On peut donc dire de la scène qu’elle est à la fois documentaire et fortement mise en scène, qu’elle est à la fois la scène telle quelle et investie d’une subjectivité forte. D’une certaine façon, le mélange de ces deux approches dans le film en fait un double documentaire : sur les désirs de Beccarie, et sur ceux du cinéaste lui-même (et, partant, comme on l’a déjà remarqué, sur Beccarie sujet et objet de désirs).
Après la scène de masturbation, et à l’intérieur du même plan-séquence, Davy interroge l’actrice sur ses impressions. A nouveau, transparence du dispositif : rappel de la présence de l’équipe de tournage, distanciation par le discours « à chaud » sur la scène qui vient d’avoir lieu (qui nous rappelle le caractère artificiel de la situation). A la question « C’était bien ? » Beccarie répond « non ! » et explique qu’il lui aurait fallu plus de préparation. L’efficacité documentaire est ainsi remise en question : la part d’interprétation de la part d’une actrice X habituée à simuler l’orgasme et celle de plaisir véritable sont incertaines, mais cette ambiguïté est clairement dite par cet échange qui suit la scène de masturbation.
L’échange continue ensuite en voix off lorsque Davy commence à aborder la question des premières expériences sexuelles, conditionnant toute la vie sexuelle. A l’image on voit des plans sur Beccarie dans le jardin de sa mère, des plans où elle est auprès de sa mère ou de son petit ami. Ce sont des plans apparemment de « pur » documentaire (des images « prises sur le vif »), mais désincarnés par l’absence de son correspondant à ces images. En voix off, Claudine Beccarie nous apprend son viol adolescente, la raison de ses années en maison de correction qu’elle n’avait pas encore dite à Davy. Un tel « aveu » en fin de documentaire pourrait aisément avoir un effet sensationnaliste très gênant. Cette dissociation des sons et des images à ce moment du film apparaît comme une réaction de pudeur nécessaire pour ne pas tomber dans l’obscène – ce qui bouleverse d’ailleurs les notions de pudeur et d’obscène dans un film où abondent les scènes de sexe explicite. Elle confronte les images anodines de Beccarie dans sa vie quotidienne à ce qu’on apprend de son passé, et leur confère ainsi une portée autre. Et en même temps, ces images permettent de recevoir la « confidence » de l’actrice d’une façon qui exprime d’une certaine manière le fait qu’on ne peut donner à voir toute la portée d’un tel témoignage, que la caméra est à ce moment là impuissante et l’image nécessairement insuffisante.
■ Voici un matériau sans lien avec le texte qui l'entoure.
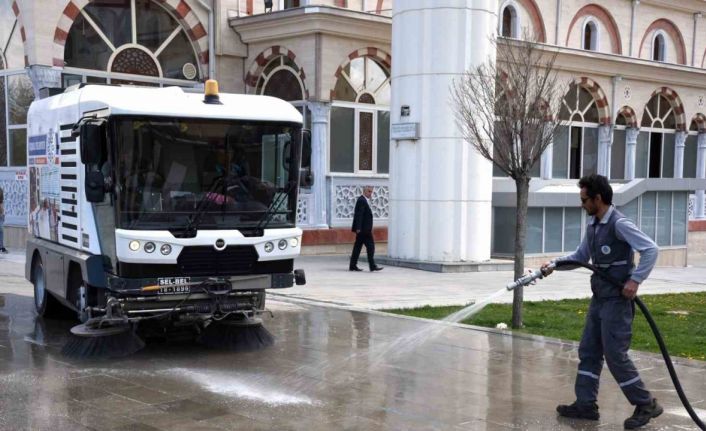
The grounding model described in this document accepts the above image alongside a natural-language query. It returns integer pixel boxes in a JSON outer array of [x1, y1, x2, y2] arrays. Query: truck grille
[[177, 245, 258, 276]]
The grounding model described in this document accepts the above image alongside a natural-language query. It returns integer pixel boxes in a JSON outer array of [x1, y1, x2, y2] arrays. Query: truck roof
[[33, 85, 302, 123]]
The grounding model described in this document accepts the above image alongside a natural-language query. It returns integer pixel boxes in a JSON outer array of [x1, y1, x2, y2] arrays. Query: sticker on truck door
[[157, 277, 191, 295]]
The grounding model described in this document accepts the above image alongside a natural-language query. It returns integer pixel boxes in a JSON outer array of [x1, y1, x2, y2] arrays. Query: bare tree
[[452, 35, 566, 328]]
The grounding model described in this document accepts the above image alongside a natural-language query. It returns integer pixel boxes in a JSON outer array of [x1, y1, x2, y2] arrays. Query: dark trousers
[[575, 297, 652, 405], [348, 232, 375, 270]]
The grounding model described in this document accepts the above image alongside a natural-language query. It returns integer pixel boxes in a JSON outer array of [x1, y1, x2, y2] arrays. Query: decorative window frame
[[650, 29, 669, 63], [498, 0, 522, 39], [54, 0, 202, 82], [581, 16, 601, 52], [255, 54, 307, 103], [326, 50, 392, 178], [552, 83, 601, 179]]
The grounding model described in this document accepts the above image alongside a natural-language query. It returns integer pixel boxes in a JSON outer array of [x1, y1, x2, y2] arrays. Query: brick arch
[[648, 87, 688, 131], [689, 112, 706, 133], [638, 18, 686, 64], [566, 4, 623, 54], [8, 0, 29, 68], [329, 47, 392, 100], [245, 45, 309, 99], [616, 106, 639, 128], [52, 0, 209, 76], [573, 77, 613, 124], [515, 0, 547, 43]]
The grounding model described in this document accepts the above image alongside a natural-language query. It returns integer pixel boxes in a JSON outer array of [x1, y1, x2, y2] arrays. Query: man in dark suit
[[348, 186, 382, 271]]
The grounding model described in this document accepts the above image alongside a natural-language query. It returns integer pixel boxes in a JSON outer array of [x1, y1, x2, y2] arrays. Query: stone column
[[597, 124, 613, 177], [674, 132, 687, 178], [388, 0, 498, 262], [694, 132, 706, 219], [27, 64, 61, 100], [540, 125, 554, 180], [309, 102, 331, 228], [625, 127, 640, 180]]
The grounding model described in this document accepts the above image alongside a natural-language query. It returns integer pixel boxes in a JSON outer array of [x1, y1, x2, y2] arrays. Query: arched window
[[330, 56, 390, 173], [552, 84, 599, 178], [256, 55, 305, 102], [500, 5, 519, 38], [0, 6, 34, 169], [652, 33, 666, 61], [64, 0, 200, 84], [635, 94, 677, 178], [583, 20, 598, 51]]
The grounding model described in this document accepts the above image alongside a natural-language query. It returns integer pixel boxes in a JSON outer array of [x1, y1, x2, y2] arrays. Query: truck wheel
[[255, 289, 265, 310], [32, 258, 64, 317]]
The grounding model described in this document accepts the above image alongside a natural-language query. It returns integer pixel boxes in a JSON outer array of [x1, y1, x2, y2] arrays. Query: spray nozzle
[[505, 262, 556, 290]]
C’est seulement après que Claudine Beccarie ait évoqué explicitement son viol que l’on retrouve son visage filmé en gros plan, pendant qu’elle continue de raconter son adolescence. Puis sa voix redevient off et ce sont d’abord des plans sur différentes équipes de tournage au travail. Puis des images prises pendant le tournage du film de Vecchiali Change pas de main, au cours duquel Jean-François Davy a rencontré et filmé Claudine Beccarie pour la première fois, qui apparaissent. La voix de la personne Claudine Beccarie est directement confrontée à l’image de l’actrice. La scène confronte l’image de l’actrice telle qu’elle est apparue pour la première fois au cinéaste (mais cela le spectateur ne le sait pas nécessairement) et son ultime « confidence » face à la caméra, puis ses sanglots qu’on entend en off et qui contrastent avec l’image de l’actrice sur le plateau qui sourit et s’exhibe ; et cette confrontation sur laquelle le film se termine, ne crée pas une fin « conclusive » comme l’aurait fait le film si la dernière séquence n’avait présenté à l’image que le lieu et le temps correspondant au discours en voix off. C’est une fin ouverte par ce retour à l’image la plus « connue » de Beccarie, qui indique que le mystère du désir, de la représentation du sexe et du monde de la pornographie est loin d’être épuisé. Car le danger de cette dernière scène était évidemment qu’elle apparaisse de façon manichéenne comme donnant les clefs, « la » cause à tous ces comportements. Or la dissociation des images et des voix oblige le spectateur à ne pas s’en tenir là, et en revenant notamment au phénomène collectif du tournage, à des interrogations qui contiennent mais dépassent aussi les histoires individuelles. On discerne tout particulièrement dans cette dernière scène en quoi Exhibition se distingue d’un reportage sensationnaliste. Le refus du « tout montrer » (même si la thématique principale est précisément la pornographie !), de la pseudo objectivité absolue, et le travail actif du montage par la confrontation en font un documentaire dans lequel la subjectivité du regard du cinéaste est assumée (éventuellement à travers des éléments habituellement associés à la fiction) et où les limites mêmes de la démarche documentaire sont mises en scène.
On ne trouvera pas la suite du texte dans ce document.